CtrlK
BlogDocsLog inGet started
Tessl Logo

tessl/pypi-elasticsearch-dsl

High-level Python library for Elasticsearch providing an idiomatic way to write and manipulate queries.

Pending
Overview
Eval results
Files

connections.mddocs/

Connections

Connection configuration and management for single and multiple Elasticsearch clusters with comprehensive support for authentication, SSL/TLS, connection pooling, retry logic, and both synchronous and asynchronous clients. Enables flexible deployment architectures and secure cluster communication.

Capabilities

Connection Management Functions

Core functions for managing Elasticsearch connections.

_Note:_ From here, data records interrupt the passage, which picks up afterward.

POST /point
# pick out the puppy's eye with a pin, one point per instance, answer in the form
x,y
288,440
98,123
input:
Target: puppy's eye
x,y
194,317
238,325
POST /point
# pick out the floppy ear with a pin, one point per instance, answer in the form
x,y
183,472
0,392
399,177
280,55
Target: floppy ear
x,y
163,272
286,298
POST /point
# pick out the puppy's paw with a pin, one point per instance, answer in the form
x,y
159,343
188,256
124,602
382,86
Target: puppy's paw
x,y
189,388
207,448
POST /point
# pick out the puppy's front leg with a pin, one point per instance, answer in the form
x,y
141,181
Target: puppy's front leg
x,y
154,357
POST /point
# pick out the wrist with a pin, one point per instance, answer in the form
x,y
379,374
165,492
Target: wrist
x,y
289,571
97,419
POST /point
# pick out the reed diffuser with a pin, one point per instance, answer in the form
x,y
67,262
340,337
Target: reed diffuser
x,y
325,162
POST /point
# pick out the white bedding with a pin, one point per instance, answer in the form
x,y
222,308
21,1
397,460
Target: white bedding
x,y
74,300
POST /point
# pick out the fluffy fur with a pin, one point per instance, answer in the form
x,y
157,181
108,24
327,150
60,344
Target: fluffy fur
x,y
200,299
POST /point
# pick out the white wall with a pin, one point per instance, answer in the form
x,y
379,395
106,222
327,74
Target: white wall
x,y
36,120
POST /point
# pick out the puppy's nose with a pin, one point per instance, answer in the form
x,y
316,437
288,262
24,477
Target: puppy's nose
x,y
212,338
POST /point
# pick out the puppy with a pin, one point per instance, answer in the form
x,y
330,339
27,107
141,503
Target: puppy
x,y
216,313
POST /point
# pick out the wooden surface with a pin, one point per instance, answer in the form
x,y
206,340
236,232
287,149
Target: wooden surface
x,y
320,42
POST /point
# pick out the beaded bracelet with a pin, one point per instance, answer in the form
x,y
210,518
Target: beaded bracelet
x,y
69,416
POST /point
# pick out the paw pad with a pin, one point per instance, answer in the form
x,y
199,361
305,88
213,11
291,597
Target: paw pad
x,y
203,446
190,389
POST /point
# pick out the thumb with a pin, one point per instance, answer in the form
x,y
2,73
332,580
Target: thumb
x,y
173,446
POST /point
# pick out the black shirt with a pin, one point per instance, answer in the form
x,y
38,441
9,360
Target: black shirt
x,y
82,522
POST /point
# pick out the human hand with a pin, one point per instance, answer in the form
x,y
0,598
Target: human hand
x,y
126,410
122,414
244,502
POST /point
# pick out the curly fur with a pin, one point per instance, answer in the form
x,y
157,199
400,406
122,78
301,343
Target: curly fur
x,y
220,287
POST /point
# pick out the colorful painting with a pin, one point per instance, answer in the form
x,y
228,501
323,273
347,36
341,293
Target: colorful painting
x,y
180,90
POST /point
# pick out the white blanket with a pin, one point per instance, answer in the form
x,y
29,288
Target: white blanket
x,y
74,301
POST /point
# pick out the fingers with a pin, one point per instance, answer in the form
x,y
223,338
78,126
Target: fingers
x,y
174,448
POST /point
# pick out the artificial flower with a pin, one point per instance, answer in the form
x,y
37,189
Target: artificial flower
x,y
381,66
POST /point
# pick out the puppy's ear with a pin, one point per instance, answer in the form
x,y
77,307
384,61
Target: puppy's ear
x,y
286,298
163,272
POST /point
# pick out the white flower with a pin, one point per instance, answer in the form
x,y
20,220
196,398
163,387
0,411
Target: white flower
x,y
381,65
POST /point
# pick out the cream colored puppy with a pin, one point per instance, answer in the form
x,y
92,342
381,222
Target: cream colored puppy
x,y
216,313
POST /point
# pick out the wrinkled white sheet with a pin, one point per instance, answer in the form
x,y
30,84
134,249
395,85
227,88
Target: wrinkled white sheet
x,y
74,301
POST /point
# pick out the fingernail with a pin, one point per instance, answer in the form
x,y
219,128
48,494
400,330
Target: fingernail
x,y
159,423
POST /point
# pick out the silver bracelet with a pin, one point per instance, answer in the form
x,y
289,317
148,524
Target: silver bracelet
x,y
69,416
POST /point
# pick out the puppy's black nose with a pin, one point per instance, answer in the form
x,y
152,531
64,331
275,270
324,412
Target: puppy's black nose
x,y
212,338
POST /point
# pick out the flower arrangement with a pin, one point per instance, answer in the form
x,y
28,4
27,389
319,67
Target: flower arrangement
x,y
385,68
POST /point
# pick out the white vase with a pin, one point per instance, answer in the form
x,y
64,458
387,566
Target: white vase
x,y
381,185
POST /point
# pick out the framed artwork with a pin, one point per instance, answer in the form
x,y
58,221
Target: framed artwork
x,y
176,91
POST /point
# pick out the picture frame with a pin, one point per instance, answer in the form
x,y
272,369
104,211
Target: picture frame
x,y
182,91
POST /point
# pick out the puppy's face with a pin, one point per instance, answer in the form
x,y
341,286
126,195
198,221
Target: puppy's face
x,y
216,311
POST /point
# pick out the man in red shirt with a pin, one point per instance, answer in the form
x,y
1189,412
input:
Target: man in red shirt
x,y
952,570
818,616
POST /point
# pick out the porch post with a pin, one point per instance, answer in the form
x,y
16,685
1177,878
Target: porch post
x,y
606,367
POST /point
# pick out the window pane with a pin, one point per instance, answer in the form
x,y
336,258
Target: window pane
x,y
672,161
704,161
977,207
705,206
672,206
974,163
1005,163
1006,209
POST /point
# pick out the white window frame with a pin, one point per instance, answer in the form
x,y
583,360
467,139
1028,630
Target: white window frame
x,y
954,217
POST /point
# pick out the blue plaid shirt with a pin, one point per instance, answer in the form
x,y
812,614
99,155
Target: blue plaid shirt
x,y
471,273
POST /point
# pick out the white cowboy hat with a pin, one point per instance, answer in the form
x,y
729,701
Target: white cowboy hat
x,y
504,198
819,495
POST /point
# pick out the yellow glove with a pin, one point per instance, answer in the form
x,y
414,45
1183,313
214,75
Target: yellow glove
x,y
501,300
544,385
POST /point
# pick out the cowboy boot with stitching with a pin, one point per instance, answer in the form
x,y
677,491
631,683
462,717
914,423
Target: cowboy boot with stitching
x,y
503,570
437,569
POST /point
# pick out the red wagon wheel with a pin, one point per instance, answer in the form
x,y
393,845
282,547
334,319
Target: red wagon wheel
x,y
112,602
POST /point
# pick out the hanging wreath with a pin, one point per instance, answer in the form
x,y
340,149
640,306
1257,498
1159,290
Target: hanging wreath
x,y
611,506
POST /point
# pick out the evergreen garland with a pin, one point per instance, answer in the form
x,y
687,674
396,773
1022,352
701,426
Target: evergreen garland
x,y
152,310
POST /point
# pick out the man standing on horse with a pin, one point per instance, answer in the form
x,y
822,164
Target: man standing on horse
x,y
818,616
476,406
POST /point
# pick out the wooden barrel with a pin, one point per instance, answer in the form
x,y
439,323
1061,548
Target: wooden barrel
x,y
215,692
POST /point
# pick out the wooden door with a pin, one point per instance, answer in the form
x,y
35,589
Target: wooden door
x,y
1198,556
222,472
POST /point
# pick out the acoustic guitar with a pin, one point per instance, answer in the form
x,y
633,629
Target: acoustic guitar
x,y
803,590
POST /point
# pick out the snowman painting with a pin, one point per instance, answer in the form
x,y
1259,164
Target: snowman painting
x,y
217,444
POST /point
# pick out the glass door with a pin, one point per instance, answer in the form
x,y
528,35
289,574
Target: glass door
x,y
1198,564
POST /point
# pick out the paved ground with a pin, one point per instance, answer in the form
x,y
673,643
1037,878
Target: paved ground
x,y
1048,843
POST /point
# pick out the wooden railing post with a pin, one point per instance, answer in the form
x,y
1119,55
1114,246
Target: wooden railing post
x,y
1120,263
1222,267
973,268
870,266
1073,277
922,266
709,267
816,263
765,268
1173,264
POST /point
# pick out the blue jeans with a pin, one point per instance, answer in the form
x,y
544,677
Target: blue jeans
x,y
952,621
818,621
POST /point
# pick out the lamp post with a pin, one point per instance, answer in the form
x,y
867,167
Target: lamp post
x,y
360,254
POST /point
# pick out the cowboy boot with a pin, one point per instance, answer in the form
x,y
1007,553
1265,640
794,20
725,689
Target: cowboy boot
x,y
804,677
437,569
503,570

def create_connection(alias='default', **kwargs):
    """
    Create and register new Elasticsearch connection.
    
    Args:
        alias (str): Connection alias name (default: 'default')
        **kwargs: Connection parameters passed to Elasticsearch client
        
    Returns:
        Elasticsearch: Elasticsearch client instance
        
    Connection Parameters:
        hosts (list or str): Elasticsearch host(s)
        http_auth (tuple): HTTP authentication (username, password)
        http_compress (bool): Enable HTTP compression
        timeout (int): Request timeout in seconds
        max_retries (int): Maximum number of retries
        retry_on_timeout (bool): Retry on timeout errors
        retry_on_status (list): HTTP status codes to retry on
        sniff_on_start (bool): Sniff nodes on startup
        sniff_on_connection_fail (bool): Sniff on connection failure
        sniff_timeout (int): Sniffer timeout
        sniffer_delay (int): Delay between sniff operations
        randomize_hosts (bool): Randomize host selection
        use_ssl (bool): Use SSL/TLS
        verify_certs (bool): Verify SSL certificates
        ssl_show_warn (bool): Show SSL warnings
        ca_certs (str): Path to CA certificates
        client_cert (str): Path to client certificate
        client_key (str): Path to client private key
        ssl_version (str): SSL/TLS version
        ssl_assert_hostname (bool): Assert hostname in certificate
        ssl_assert_fingerprint (str): Assert certificate fingerprint
        headers (dict): Default HTTP headers
        connections_per_node (int): Connections per node
        http_compress (bool): Enable gzip compression
        cloud_id (str): Elastic Cloud cluster ID
        api_key (tuple): API key authentication (id, key)
        bearer_auth (str): Bearer token authentication
        opaque_id (str): Opaque ID for request identification
    """

def add_connection(alias, connection):
    """
    Add existing connection to registry.
    
    Args:
        alias (str): Connection alias name
        connection: Elasticsearch client instance
    """

def remove_connection(alias):
    """
    Remove connection from registry.
    
    Args:
        alias (str): Connection alias name
        
    Raises:
        KeyError: If connection alias doesn't exist
    """

def get_connection(alias='default'):
    """
    Retrieve connection by alias.
    
    Args:
        alias (str): Connection alias name (default: 'default')
        
    Returns:
        Elasticsearch: Elasticsearch client instance
        
    Raises:
        KeyError: If connection alias doesn't exist
    """

def configure(**kwargs):
    """
    Configure default connection with given parameters.
    
    Args:
        **kwargs: Connection parameters (same as create_connection)
        
    Returns:
        Elasticsearch: Configured default connection
    """

Connection Registry

Global connection registry for managing multiple connections.

class Connections:
    """
    Global connection registry singleton.
    """
    
    def create_connection(self, alias='default', **kwargs):
        """Create and register connection (same as module function)."""
    
    def add_connection(self, alias, connection):
        """Add existing connection (same as module function)."""
    
    def remove_connection(self, alias):
        """Remove connection (same as module function)."""
    
    def get_connection(self, alias='default'):
        """Get connection (same as module function)."""
    
    def configure(self, **kwargs):
        """Configure default connection (same as module function)."""
    
    def all(self):
        """
        Get all registered connections.
        
        Returns:
            dict: Mapping of alias to connection
        """

# Global connections instance
connections: Connections

Async Connection Management

Asynchronous connection management for async/await operations.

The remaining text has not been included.